I think you already saw it, but here is that post about toxic shame from the anxiety forum; it has a lot to do with lacking self-love and worth. The most you can accomplish by looking at your past is integrating it on an emotional level, and understanding how it effects you in present. I'd recommend you focus on what bothers you now and work your way backwards, that way you'll be more productive and still come up with some insight on your past.

Finding the root of your problem is important, but it's buried so you need to identify the rest of the issue, that will lead you to the root of it.


----------



## philandrjack (Feb 20, 2013)

Selig said:


> I personally believe coming to terms with these issues will lessen the risk of relapse down the road. Some members may say it is not needed, and to focus on the present. But for some of us, our DP/DR stems from continuing to focus on the present with unresolved issues from the past.
> 
> It's not your mothers place to call you a victim, if she admits to mistakes, that is not your fault nor do you deserve to be dismissed on it.





Antimony said:


> http://www.socialanxietysupport.com/forum/f26/the-toxic-shame-thread-the-cause-of-sa-for-most-98335/
> 
> I think you already saw it, but here is that post about toxic shame from the anxiety forum; it has a lot to do with lacking self-love and worth. The most you can accomplish by looking at your past is integrating it on an emotional level, and understanding how it effects you in present. I'd recommend you focus on what bothers you now and work your way backwards, that way you'll be more productive and still come up with some insight on your past.
> 
> Finding the root of your problem is important, but it's buried so you need to identify the rest of the issue, that will lead you to the root of it.


thanks both


----------



## NEEDMOREBLAZE (Apr 8, 2013)

Fearless said:


> The bolded sentence is a LIE. A L-I-E. Self-deception, self-fooling. It means you DON'T face them. You still dissociate. That is the wall you need to climb through, only to find out that all of the fears are really phantom fears, except one, the root one.
> 
> *The problem is a twisted twist*: FEAR itself is FEARFUL for you, because it reminds you to what happened when you faced overwhelming fear. So you don't let yourself feel the fear.
> 
> ...


FEARLESS do you believe that "disassociation" is apathetic in nature?? One does not place enough value in ones self, so instead of motivation and enthusiasm to overcome our challenges, there are excuses made and no action taken to eliminate the causes of stress and fear.


----------



## philandrjack (Feb 20, 2013)

Fearless said:


> As long as you don't know what you feel and why, you can only repress your feelings, but not control them.
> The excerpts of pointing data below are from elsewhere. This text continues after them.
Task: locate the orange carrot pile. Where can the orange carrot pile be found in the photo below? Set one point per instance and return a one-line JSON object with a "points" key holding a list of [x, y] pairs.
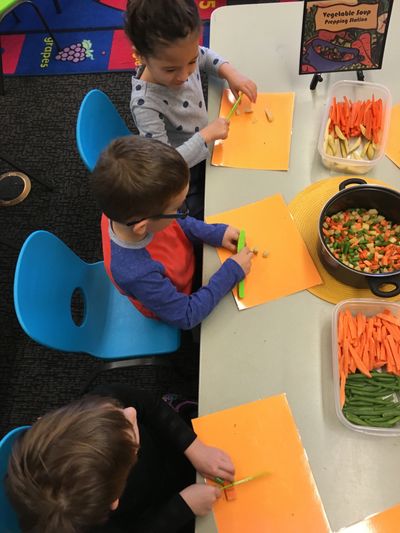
{"points": [[357, 118], [367, 343]]}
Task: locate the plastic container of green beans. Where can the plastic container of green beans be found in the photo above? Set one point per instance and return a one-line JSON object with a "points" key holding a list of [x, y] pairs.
{"points": [[368, 307]]}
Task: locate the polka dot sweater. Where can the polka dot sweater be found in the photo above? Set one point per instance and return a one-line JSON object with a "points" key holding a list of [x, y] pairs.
{"points": [[175, 116]]}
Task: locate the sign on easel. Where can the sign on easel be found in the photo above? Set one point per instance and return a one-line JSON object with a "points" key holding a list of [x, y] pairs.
{"points": [[343, 36]]}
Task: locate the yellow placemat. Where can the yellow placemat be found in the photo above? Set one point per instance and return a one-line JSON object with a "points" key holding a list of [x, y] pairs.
{"points": [[393, 143], [253, 141], [306, 208]]}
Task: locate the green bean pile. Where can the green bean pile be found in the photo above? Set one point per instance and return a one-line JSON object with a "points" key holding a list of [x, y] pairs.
{"points": [[372, 401]]}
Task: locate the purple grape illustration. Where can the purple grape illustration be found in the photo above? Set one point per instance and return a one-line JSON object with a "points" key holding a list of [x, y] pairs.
{"points": [[76, 52]]}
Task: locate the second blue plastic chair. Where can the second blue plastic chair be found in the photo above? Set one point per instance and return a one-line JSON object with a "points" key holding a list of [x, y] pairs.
{"points": [[98, 124], [47, 275]]}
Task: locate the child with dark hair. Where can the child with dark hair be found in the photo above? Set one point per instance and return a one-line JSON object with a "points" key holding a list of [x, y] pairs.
{"points": [[167, 101], [117, 461], [141, 185]]}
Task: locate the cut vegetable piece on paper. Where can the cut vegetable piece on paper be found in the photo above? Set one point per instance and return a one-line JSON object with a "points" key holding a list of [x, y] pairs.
{"points": [[270, 228], [254, 141], [262, 436]]}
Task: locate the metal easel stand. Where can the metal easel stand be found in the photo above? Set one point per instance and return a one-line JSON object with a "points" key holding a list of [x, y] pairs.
{"points": [[317, 78], [43, 182]]}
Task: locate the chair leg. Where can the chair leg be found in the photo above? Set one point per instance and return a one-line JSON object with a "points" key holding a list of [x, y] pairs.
{"points": [[41, 180], [1, 71], [57, 5], [39, 14], [125, 363]]}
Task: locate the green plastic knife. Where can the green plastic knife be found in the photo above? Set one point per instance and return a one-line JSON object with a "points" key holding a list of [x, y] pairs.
{"points": [[234, 107], [241, 245], [244, 480]]}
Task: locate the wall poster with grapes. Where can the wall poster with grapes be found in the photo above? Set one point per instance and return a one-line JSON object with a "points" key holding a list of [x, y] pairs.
{"points": [[343, 35]]}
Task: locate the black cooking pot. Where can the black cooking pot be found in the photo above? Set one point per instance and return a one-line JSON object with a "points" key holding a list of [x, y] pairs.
{"points": [[387, 203]]}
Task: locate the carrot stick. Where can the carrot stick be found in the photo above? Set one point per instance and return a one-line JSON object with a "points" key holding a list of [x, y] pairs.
{"points": [[341, 328], [394, 350], [389, 318], [358, 361]]}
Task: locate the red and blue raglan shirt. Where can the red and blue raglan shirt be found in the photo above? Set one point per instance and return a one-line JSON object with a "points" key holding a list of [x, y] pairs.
{"points": [[156, 273]]}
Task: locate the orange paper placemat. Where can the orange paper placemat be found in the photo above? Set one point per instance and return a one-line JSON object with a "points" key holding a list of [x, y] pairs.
{"points": [[393, 142], [269, 227], [253, 141], [262, 436], [386, 522]]}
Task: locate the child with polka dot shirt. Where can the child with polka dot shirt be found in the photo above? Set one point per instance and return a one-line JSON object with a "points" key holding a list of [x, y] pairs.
{"points": [[167, 101]]}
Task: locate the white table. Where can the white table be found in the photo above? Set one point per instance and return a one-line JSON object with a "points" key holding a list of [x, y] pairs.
{"points": [[249, 354]]}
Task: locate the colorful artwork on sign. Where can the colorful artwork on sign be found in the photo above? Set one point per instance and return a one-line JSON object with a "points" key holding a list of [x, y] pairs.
{"points": [[341, 36]]}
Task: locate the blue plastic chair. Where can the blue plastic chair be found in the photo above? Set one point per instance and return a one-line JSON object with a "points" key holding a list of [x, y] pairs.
{"points": [[9, 522], [46, 277], [98, 124]]}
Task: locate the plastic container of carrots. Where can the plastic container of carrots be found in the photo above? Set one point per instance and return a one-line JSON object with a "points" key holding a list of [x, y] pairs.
{"points": [[369, 307], [353, 105]]}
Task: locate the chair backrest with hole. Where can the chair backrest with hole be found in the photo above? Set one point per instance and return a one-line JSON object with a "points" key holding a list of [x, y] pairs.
{"points": [[47, 277]]}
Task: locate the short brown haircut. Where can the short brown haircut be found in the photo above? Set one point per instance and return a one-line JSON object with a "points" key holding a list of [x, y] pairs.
{"points": [[154, 24], [70, 466], [137, 177]]}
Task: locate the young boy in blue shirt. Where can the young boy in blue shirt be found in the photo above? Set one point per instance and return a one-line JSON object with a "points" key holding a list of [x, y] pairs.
{"points": [[141, 185]]}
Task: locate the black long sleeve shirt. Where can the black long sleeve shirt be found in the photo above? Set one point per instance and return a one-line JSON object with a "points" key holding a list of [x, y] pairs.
{"points": [[151, 502]]}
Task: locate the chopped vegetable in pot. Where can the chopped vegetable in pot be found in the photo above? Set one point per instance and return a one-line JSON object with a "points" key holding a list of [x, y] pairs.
{"points": [[363, 240]]}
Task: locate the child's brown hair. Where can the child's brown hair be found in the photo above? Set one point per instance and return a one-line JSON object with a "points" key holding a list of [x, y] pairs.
{"points": [[70, 466], [153, 24], [136, 178]]}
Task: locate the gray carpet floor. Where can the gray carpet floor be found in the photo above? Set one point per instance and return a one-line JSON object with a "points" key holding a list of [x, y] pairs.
{"points": [[37, 132]]}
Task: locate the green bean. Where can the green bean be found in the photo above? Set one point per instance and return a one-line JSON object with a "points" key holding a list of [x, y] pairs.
{"points": [[355, 419]]}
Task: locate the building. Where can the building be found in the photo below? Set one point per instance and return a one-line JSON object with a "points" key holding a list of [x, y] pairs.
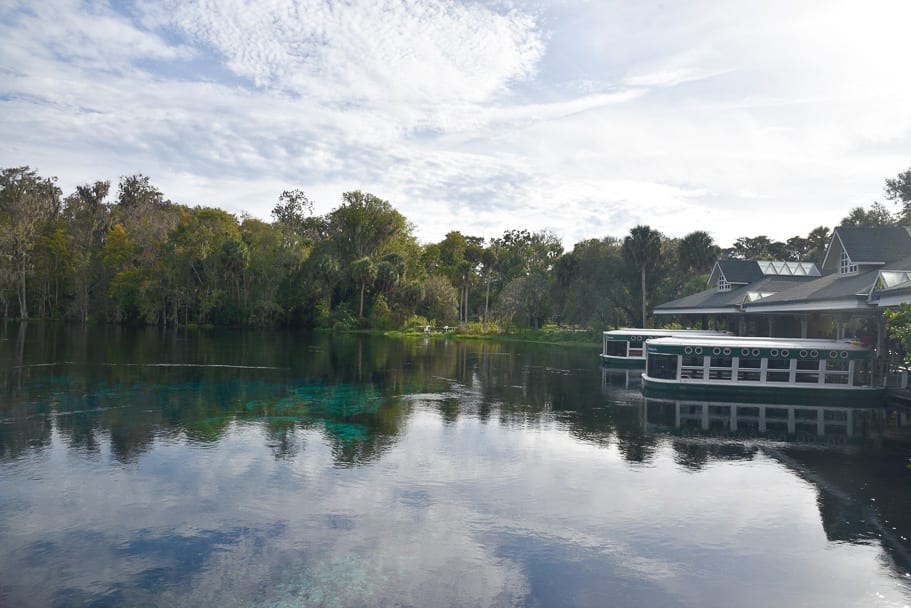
{"points": [[864, 271]]}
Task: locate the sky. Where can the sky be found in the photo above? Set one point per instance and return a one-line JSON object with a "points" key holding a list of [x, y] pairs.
{"points": [[583, 118]]}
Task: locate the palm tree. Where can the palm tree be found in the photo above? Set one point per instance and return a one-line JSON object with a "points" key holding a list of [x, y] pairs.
{"points": [[697, 252], [642, 248]]}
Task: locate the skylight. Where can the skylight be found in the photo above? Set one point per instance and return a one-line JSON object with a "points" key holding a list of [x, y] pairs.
{"points": [[795, 269]]}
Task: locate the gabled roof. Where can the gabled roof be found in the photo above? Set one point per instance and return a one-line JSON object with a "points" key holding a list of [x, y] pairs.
{"points": [[871, 245], [738, 272], [831, 287], [712, 301]]}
You are still using dissociaton as the go-to thing to do during stress. You need to catch dissociation as it happens, and totally seperate the experience from every angle.
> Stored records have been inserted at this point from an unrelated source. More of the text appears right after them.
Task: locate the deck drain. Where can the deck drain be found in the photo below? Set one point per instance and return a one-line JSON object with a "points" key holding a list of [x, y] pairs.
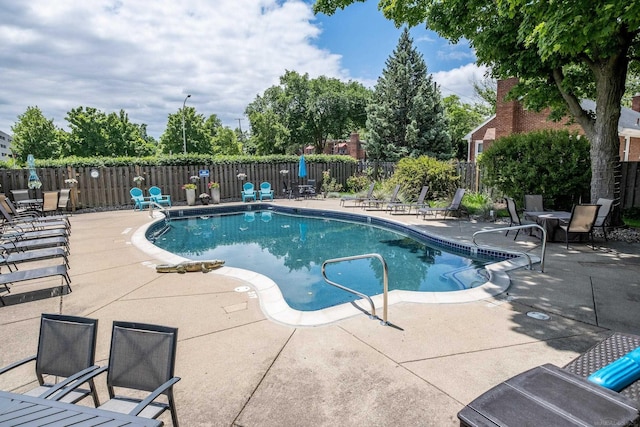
{"points": [[538, 316]]}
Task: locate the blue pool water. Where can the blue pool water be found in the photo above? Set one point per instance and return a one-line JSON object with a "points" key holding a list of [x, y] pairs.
{"points": [[290, 250]]}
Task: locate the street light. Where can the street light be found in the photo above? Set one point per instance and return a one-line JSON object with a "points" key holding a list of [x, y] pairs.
{"points": [[184, 135]]}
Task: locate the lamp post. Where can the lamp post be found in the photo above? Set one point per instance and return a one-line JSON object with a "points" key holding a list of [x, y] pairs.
{"points": [[184, 135]]}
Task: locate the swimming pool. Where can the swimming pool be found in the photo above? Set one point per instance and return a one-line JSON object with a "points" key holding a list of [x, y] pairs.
{"points": [[206, 224]]}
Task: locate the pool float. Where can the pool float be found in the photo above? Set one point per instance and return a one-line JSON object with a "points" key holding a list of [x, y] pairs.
{"points": [[190, 266]]}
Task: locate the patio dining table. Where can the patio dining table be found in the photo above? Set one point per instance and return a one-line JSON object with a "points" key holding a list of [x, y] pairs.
{"points": [[550, 221], [19, 409]]}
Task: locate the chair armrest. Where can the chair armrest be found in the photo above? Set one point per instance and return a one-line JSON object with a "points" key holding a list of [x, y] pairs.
{"points": [[157, 392], [67, 381], [79, 378], [16, 364]]}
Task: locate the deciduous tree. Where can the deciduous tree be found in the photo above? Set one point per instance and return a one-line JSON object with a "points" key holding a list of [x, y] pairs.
{"points": [[562, 51]]}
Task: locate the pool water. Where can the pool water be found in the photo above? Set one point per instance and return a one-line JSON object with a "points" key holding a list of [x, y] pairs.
{"points": [[290, 250]]}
This totally makes sense and from day 1 I agree with you. BUT HOW DO YOU KNOW WHAT YOU FEEL AND WHY? Maybe it's again self fooling but I put a lot of effort in my recovery. WHY CAN'T I KNOW WHAT I FEEL AND WHY? please respond.

And the fear of fear part is also true. But what does it men it reminds me what happened when i was faced with overwhelming fear? Nothing happened I just dissociated and little by little I got DP. COuld you explain more pls?

Thanks

I KNOW YOU ARE RIGHT. EVERY ONE OF YOUR POST RINGS TRUE TO ME. BUT I AM NOT ABLE TO GRASP THE TRUTH ABOUT MYSELF. WHY?


----------



## philandrjack (Feb 20, 2013)

When you call people cowards, I don't get angry because I know it is true. I know I am a coward, but things don't click. You say that I should do everything that scares me and that I would like to do to higher my self esteem?


----------



## philandrjack (Feb 20, 2013)

#double post#


----------



## Eru (Jul 25, 2013)

Yeah. I think the victim mentality is one of the biggest factors in maintaining dissociation, as the implied belief is 'It doesn't matter how I think/act, I'm always gonna be shot down. I'm always gonna end up facing difficult emotions.' You disown your feelings, and consequently your ability to change them, so as not to face this perceived truth. But of course it's a self-fulfilling prophecy. The more you disown your feelings, the less able you are to understand them, integrate them into your personal narrative, and move beyond them. They pollute your nervous system, cause you to feel like crap all the time, and then you think 'There's the proof. Nothing will change.'


----------



## philandrjack (Feb 20, 2013)

nice, tottally true



Eru said:


> Yeah. I think the victim mentality is one of the biggest factors in maintaining dissociation, as the implied belief is 'It doesn't matter how I think/act, I'm always gonna be shot down. I'm always gonna end up facing difficult emotions.' You disown your feelings, and consequently your ability to change them, so as not to face this perceived truth. But of course it's a self-fulfilling prophecy. The more you disown your feelings, the less able you are to understand them, integrate them into your personal narrative, and move beyond them. They pollute your nervous system, cause you to feel like crap all the time, and then you think 'There's the proof. Nothing will change.'


----------



## Eru (Jul 25, 2013)

NEEDMOREBLAZE said:


> FEARLESS do you believe that "disassociation" is apathetic in nature?? One does not place enough value in ones self, so instead of motivation and enthusiasm to overcome our challenges, there are excuses made and no action taken to eliminate the causes of stress and fear.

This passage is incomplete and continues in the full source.